Pas facile de se concentrer dans ces conditions. "En fait, si on ne peut pas manger, on ne peut pas réfléchir", affirme Ona, étudiante étrangère. Dans sa main, un caddie à roulettes. Elle espérait tomber sur une distribution alimentaire sur le campus. "Si je n’ai pas les aides alimentaires, c'est très compliqué, déplore-t-elle. Les fruits et les légumes, je trouve ça hyper cher. Les fromages, c'est hors de question. L'huile d'olive aussi, c'est quelque chose qui est un peu devenu un luxe."

La jeune femme a souvent dû trouver des parades pour sauter des repas par manque de moyens.
"Avant, quand je fumais des cigarettes, je disais : 'Je fume pour couper la faim'."

"Même dans des moments de pause, j'étais obligée de dire à mes potes que j'avais mal aux dents ou un truc comme ça, pour ne pas sortir avec eux, de honte d'être pauvre."

Ona, étudiante étrangère

sur franceinfo

Aujourd'hui, Ona étudie l'art du spectacle après avoir abandonné le droit, car elle devait consacrer du temps à un travail pour se nourrir. Ilona, 26 ans, doit elle aussi jongler entre les cours et un travail, 18 heures par semaine, comme surveillante dans un collège. Elle n'a pas d'autre choix car elle n'a pas de bourse. "Il n'y a pas beaucoup de droits pour les étudiants qui sont non-boursiers", regrette la jeune femme.

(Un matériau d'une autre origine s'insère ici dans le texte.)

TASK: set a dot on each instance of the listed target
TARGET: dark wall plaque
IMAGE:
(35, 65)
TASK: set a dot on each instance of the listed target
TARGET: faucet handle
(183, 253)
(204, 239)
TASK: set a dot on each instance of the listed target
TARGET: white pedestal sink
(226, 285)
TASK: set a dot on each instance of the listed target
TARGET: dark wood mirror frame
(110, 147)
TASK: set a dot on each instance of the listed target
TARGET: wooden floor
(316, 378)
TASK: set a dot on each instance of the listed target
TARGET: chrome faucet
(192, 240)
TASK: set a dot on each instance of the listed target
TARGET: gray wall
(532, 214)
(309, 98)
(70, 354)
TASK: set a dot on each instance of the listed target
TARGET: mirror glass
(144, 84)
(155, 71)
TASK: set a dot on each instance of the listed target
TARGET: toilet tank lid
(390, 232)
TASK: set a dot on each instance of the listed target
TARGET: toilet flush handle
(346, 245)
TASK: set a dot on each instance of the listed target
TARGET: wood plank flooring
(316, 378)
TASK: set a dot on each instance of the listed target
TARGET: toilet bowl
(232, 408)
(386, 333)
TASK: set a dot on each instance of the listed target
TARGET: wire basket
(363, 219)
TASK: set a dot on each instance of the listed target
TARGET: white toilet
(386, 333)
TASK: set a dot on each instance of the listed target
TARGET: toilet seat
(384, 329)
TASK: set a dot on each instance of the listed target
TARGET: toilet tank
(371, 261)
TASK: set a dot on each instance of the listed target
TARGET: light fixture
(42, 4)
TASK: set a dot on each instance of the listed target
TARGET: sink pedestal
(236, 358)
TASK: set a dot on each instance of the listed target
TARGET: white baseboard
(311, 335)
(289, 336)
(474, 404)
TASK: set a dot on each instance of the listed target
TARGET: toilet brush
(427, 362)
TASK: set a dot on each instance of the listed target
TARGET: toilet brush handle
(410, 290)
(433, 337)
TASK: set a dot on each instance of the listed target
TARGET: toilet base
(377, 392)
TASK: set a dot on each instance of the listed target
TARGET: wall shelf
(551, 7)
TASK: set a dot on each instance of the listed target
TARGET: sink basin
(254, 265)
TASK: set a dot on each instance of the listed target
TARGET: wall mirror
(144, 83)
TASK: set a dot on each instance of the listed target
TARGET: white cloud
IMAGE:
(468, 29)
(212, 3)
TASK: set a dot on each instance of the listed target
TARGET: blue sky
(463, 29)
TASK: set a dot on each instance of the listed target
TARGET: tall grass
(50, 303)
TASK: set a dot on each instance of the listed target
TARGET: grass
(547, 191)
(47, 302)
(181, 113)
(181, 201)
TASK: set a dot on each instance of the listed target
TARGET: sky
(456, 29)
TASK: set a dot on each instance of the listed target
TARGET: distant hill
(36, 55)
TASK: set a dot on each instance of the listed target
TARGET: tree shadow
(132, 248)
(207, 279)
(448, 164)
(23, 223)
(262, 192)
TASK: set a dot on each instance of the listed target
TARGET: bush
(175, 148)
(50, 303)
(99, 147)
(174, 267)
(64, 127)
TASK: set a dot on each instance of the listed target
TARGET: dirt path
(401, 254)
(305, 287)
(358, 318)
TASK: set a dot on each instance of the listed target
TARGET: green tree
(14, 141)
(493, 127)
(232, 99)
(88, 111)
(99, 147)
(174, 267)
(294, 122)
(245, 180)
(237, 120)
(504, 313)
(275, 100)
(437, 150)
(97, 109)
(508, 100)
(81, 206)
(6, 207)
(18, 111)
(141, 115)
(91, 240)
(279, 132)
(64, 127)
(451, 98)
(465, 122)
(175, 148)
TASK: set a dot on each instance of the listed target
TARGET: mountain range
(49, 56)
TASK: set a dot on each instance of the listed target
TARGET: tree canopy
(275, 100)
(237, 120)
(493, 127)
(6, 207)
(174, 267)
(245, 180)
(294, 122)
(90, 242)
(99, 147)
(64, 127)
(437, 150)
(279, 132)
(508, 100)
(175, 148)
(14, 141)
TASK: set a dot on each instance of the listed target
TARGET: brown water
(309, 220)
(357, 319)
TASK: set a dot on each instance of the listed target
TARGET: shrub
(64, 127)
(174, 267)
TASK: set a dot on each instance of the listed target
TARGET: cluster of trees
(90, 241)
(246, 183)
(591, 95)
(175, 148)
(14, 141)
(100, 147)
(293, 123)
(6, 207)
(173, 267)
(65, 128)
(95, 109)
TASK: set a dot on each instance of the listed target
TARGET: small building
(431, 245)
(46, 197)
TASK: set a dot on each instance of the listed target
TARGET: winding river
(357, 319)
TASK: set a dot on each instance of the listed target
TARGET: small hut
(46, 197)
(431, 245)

"Pour Noël, je mangeais des pommes. Je faisais un repas par jour et je mangeais des pommes."

Ilona, 26 ans

à franceinfo

"Mais je ne mange pas toujours très bien, admet l'étudiante. Il faut que je travaille pour pouvoir vivre correctement un minimum, donc j'espère ne juste pas rater mon année parce que j'ai décidé de travailler. Mais bon, c'est comme ça."

Ilona révise ses cours de médiation culturelle après le travail chez une copine qui l'héberge, car la jeune femme n'a pas le droit au logement en cité universitaire et a du mal à trouver un appartement salubre avec son petit budget.